Только третий, франтоватый и подтянутый щеголь — Хохлов, не скрывал своего пренебрежения к заключенным; бывал резок, но не нарушал заведенной старшими традиции и «держался в пределах».

Я и здесь, как в прежние годы, наблюдал и лично на себе испытал доброжелательное отношение низшего тюремного персонала — конвоиров, солдат. Оно очень поддерживало и помогало в той трудной и мучительной борьбе, которую приходилось вести со следователями.

Следователи же были жестоки или вынуждались к жестокости. Условия заключения, голод, ночные допросы составляли часть рассчитанной системы следствия. Крики, доносившиеся в камеру по ночам из следственного корпуса, свидетельствовали о мерах, завершающих эту систему.

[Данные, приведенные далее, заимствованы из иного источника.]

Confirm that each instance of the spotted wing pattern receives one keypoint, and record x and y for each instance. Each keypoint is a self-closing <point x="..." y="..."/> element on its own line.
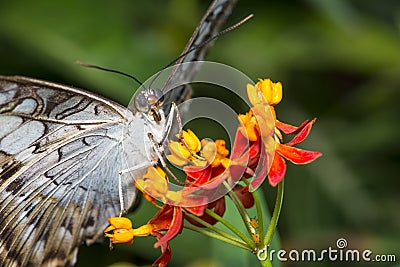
<point x="60" y="153"/>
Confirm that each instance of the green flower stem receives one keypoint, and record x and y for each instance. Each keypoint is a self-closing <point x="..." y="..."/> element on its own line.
<point x="259" y="215"/>
<point x="275" y="215"/>
<point x="231" y="227"/>
<point x="234" y="242"/>
<point x="211" y="227"/>
<point x="241" y="209"/>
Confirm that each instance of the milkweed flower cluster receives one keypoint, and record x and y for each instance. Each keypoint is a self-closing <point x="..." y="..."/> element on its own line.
<point x="258" y="153"/>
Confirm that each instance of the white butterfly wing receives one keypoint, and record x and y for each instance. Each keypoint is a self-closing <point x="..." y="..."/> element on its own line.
<point x="60" y="153"/>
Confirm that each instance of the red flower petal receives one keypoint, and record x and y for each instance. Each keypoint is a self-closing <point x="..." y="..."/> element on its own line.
<point x="302" y="134"/>
<point x="240" y="145"/>
<point x="197" y="175"/>
<point x="163" y="218"/>
<point x="290" y="129"/>
<point x="260" y="172"/>
<point x="244" y="195"/>
<point x="174" y="228"/>
<point x="296" y="155"/>
<point x="277" y="171"/>
<point x="218" y="207"/>
<point x="165" y="254"/>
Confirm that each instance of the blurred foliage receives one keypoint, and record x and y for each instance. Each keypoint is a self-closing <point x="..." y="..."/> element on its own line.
<point x="338" y="60"/>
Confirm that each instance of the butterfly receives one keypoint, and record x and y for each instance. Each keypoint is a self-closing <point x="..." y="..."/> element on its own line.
<point x="61" y="151"/>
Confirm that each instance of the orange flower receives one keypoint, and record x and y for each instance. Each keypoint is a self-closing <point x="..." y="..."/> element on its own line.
<point x="256" y="144"/>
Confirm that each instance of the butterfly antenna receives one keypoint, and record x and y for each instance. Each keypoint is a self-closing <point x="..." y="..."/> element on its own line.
<point x="110" y="70"/>
<point x="209" y="40"/>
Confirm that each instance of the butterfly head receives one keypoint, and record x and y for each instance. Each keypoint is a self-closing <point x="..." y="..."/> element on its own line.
<point x="149" y="101"/>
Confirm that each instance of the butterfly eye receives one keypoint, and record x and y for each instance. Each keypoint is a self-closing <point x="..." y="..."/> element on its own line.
<point x="155" y="96"/>
<point x="159" y="95"/>
<point x="141" y="102"/>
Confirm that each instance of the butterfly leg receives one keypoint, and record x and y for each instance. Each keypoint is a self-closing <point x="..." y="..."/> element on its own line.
<point x="120" y="187"/>
<point x="174" y="113"/>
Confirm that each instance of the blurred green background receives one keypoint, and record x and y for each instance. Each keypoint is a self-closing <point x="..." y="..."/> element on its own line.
<point x="338" y="60"/>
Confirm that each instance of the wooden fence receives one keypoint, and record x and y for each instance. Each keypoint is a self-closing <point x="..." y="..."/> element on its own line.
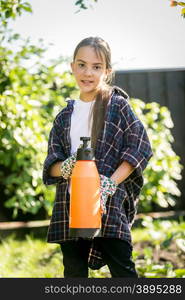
<point x="167" y="87"/>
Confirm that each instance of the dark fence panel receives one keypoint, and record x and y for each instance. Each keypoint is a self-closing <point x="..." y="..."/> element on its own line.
<point x="167" y="87"/>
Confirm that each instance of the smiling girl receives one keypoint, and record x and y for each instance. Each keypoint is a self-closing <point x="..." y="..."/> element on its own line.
<point x="122" y="151"/>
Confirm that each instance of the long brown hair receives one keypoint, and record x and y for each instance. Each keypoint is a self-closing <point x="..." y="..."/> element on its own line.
<point x="102" y="49"/>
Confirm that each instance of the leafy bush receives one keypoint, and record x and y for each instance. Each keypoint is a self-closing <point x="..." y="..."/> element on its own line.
<point x="160" y="188"/>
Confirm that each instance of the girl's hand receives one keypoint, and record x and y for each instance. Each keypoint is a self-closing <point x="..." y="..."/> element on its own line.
<point x="107" y="188"/>
<point x="67" y="166"/>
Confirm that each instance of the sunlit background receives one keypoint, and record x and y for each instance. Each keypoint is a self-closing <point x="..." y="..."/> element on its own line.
<point x="141" y="33"/>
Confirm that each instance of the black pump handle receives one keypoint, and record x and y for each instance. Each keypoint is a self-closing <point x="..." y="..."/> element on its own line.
<point x="85" y="139"/>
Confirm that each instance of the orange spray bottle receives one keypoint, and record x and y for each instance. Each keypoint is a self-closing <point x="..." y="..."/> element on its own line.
<point x="85" y="211"/>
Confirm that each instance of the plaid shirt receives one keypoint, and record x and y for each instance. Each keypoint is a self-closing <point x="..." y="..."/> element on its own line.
<point x="123" y="138"/>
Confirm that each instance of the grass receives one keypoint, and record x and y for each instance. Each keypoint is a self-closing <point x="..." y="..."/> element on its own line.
<point x="159" y="251"/>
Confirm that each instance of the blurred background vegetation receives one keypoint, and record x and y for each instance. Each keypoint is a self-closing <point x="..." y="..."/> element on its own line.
<point x="31" y="94"/>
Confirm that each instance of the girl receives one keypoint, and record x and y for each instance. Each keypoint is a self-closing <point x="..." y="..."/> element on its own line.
<point x="122" y="151"/>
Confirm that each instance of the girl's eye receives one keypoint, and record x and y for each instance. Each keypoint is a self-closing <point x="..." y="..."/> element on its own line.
<point x="81" y="65"/>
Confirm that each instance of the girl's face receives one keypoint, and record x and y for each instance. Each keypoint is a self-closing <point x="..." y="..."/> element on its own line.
<point x="90" y="72"/>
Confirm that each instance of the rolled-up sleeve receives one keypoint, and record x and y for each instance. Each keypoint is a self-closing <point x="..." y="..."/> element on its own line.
<point x="55" y="153"/>
<point x="136" y="147"/>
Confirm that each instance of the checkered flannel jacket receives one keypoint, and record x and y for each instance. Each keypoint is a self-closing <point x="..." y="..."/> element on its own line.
<point x="123" y="138"/>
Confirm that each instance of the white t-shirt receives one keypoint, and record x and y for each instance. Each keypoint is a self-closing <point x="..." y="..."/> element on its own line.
<point x="80" y="123"/>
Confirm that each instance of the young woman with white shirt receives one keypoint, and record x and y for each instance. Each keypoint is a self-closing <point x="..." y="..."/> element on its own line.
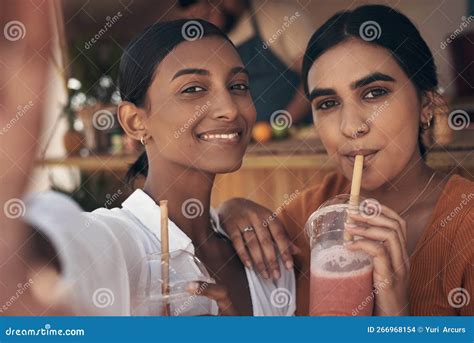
<point x="185" y="96"/>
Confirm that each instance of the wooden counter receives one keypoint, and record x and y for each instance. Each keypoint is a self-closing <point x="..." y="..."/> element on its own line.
<point x="275" y="170"/>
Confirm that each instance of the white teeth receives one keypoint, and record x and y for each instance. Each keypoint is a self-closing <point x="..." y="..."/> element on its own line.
<point x="219" y="136"/>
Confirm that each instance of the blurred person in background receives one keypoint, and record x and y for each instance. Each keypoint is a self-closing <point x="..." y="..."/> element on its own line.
<point x="270" y="37"/>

Раз в две недели нас водили в баню. Она была и мучением, и единственной утехой. Банные дни были известны только приблизительно, к тому же менялась очередность камер. Широко и почему-то всегда неожиданно дверь открывалась, дежурный надзиратель выкрикивал:

— А ну, давай в баню!

Нас втискивали в обыкновенный грузовик с высокими бортами. Мы сидели, поджав колени и обхватив их руками. Конвойный садился с шофером, четыре конвоира в машине по ее углам, и мы мчались на окраину города в баню при общей тюрьме. Немного вытянувшись, можно было видеть улицу и прохожих.

За тридцать — сорок минут надо было успеть сделать массу дел. Нужно было постирать ношеное белье, полотенца, носовые платки. Все это одним небольшим кусочком мыла, если не удастся получить обмылок от тех, кому нечего стирать (следственным заключенным ни белье, ни одежда не выдавались, и каждый во время следствия ходил в том, в чем его захватили). Нужно было успеть помыться и хоть немного распарить разъеденное клопами и вшами тело.

И вот прошли положенные минуты. «Давай, давай!» И мы мчимся обратно, усталые, разомлевшие, но довольные. «Пожалуй, жить на свете еще стоит!»

Банные дни вносили еще один элемент печальной радости и волнений в нашу тюремную жизнь.

Жены, матери, родственники заключенных следили за нашими выездами, ожидали их, сообщались друг с другом.

В предполагаемый для бани день с раннего утра в любую погоду — в дождь, вьюгу, в слякоть — вблизи тюремных ворот дежурили эти истерзанные страхом, любящие, бесконечно терпеливые люди.

При выезде из ворот машина медленно разворачивалась, некоторое время переваливалась на ухабах, и в эти несколько мгновений, чуть-чуть вытянувшись, можно было увидеть милое, измученное, но улыбающееся лицо; можно было послать молчаливую ответную улыбку. Ради этих мгновений некоторым из них приходилось дежурить на улице весь день. А некоторые накануне специально приезжали издалека.

* * *

Очень удивляли настроения заключенных. Казалось бы, наученные, «обожженные» собственным опытом, они должны хорошо разбираться в причинах арестов и знать цену предъявленным обвинениям. Но было не так.

В нашей камере (как, наверно, и во всей тюрьме) заключенных можно было разделить, примерно, на шесть групп.

1. Директора предприятий, инженеры, техники. Их обычно обвиняли во вредительстве; сидели они долго.

2. Военные, в большинстве, бывшие военные, некоторые продолжали службу в Красной армии. Их обвиняли в попытках организации восстаний, и «продвигались» они быстро. Может быть, потому, что им была ясна безнадежность их положения, может быть, потому, что, более привычные к повиновению, они скорее сдавались и признавали обвинения, вынуждая этим к сдаче упорствующих.